There is even stronger evidence of the fact that Ryan could have come up with a more nuanced understanding of realism than the one she offers at the end of the section on the poetics of immersion. In a paragraph on the distinction between “gamelike” and “worldlike” texts, Ryan insists that “we cannot experience both [these] dimensions at the same time” (199). In a later paragraph on metafiction, in which she uses as her example The French Lieutenant’s Woman by John Fowles and opposes self-reflexivity to immersion, she observes that literary texts “cannot offer both experiences at the same time because language behaves likes holographic pictures: you cannot see the sign and the world at the same time” (284). Both observations on the impossibility of a simultaneous experience may be correct, but they do not really amount to a problem for readers of fiction that is mainly immersive. These readers gladly switch back and forth, the way children easily step in and out of the fictional world when they are told a bedtime story. It may be that “[for digital] interactivity to be reconciled with immersion, it must be stripped of any self-reflexive dimension” (284), but as long as self-reflexivity is administered in a purposeful dose, it will certainly not diminish (and may perhaps even enhance) literary immersion, as readers of The French Lieutenant’s Woman will be glad to testify.
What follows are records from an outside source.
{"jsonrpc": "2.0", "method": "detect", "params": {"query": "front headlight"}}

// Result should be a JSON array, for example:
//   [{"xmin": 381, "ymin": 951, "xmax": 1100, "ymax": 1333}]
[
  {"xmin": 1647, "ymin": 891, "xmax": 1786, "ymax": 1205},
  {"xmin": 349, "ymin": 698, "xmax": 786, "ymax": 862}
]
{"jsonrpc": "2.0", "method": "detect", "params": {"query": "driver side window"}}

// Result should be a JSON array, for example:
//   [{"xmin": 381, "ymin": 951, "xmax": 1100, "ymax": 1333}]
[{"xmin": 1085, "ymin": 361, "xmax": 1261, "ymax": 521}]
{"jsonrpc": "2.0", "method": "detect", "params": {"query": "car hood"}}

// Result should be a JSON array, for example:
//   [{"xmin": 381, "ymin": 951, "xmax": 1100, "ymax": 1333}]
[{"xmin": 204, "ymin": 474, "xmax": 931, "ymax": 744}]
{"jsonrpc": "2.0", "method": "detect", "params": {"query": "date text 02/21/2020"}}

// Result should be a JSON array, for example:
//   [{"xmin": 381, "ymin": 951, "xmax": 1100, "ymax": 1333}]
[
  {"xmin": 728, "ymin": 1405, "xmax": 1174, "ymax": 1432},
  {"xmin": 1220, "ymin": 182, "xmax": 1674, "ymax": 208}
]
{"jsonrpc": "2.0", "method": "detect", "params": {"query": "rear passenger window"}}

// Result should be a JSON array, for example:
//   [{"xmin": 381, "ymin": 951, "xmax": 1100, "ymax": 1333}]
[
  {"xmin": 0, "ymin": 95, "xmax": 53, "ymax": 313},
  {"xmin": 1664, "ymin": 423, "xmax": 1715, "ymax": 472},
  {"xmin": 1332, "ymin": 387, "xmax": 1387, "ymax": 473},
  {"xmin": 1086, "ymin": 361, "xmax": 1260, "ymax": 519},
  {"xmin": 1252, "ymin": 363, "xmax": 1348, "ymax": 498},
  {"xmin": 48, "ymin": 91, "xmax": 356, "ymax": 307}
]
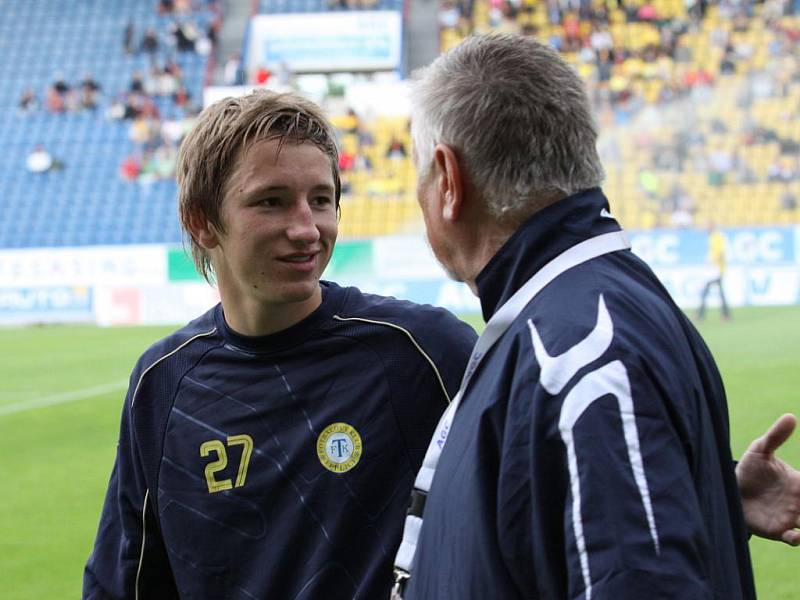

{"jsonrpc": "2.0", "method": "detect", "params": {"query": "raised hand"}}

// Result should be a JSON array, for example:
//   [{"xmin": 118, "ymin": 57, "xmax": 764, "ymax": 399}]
[{"xmin": 737, "ymin": 414, "xmax": 800, "ymax": 546}]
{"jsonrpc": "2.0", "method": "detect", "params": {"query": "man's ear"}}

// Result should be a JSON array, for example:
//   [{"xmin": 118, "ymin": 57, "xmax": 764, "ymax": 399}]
[
  {"xmin": 186, "ymin": 210, "xmax": 220, "ymax": 250},
  {"xmin": 432, "ymin": 143, "xmax": 464, "ymax": 223}
]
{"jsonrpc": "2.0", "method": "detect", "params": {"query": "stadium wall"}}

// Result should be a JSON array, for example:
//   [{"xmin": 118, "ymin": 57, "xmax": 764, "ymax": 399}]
[{"xmin": 0, "ymin": 226, "xmax": 798, "ymax": 326}]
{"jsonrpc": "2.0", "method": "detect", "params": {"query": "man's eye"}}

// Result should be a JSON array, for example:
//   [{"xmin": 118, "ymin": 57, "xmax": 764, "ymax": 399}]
[
  {"xmin": 313, "ymin": 196, "xmax": 332, "ymax": 206},
  {"xmin": 260, "ymin": 197, "xmax": 281, "ymax": 207}
]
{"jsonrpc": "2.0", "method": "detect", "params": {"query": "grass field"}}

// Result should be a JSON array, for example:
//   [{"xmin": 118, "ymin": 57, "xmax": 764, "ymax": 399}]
[{"xmin": 1, "ymin": 305, "xmax": 798, "ymax": 598}]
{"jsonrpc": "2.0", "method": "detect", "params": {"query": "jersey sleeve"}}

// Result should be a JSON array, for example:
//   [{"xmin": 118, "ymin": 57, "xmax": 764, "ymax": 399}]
[
  {"xmin": 378, "ymin": 307, "xmax": 477, "ymax": 468},
  {"xmin": 531, "ymin": 354, "xmax": 714, "ymax": 599},
  {"xmin": 410, "ymin": 308, "xmax": 477, "ymax": 398},
  {"xmin": 83, "ymin": 374, "xmax": 178, "ymax": 599}
]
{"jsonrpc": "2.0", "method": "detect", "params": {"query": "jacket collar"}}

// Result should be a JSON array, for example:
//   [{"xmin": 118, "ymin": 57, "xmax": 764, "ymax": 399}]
[{"xmin": 475, "ymin": 188, "xmax": 621, "ymax": 321}]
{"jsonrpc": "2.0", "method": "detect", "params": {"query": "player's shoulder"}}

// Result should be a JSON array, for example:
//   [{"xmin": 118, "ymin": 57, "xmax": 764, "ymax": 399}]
[
  {"xmin": 525, "ymin": 257, "xmax": 693, "ymax": 367},
  {"xmin": 332, "ymin": 283, "xmax": 477, "ymax": 346},
  {"xmin": 131, "ymin": 305, "xmax": 221, "ymax": 385}
]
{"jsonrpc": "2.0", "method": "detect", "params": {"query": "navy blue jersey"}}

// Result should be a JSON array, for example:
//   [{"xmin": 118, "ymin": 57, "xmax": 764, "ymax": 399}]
[
  {"xmin": 406, "ymin": 189, "xmax": 755, "ymax": 600},
  {"xmin": 83, "ymin": 281, "xmax": 476, "ymax": 599}
]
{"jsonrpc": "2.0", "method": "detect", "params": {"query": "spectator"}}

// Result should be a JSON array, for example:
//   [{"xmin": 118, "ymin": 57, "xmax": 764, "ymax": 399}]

Again, however, Ryan is aware of this. When she suggests in her conclusion that “[a] subtle form of awareness of the medium, then, does not seem radically incompatible with immersion” (352), she is also talking about the act of reading literature. In other words, contrary to what she has said before, immersion and “deimmersion” can somehow be combined in an experience that is probably not unique to the reading of print fiction, but which might well go a long way in defining the reader’s esthetic pleasure. If, when writing about “realism,” Ryan had applied her insight into this combination instead of saying that immersion in a verbal narrative can only come about if language “[makes] itself invisible” (159), her account of literary history would have been less dictated by the needs of her argument at that stage in the book.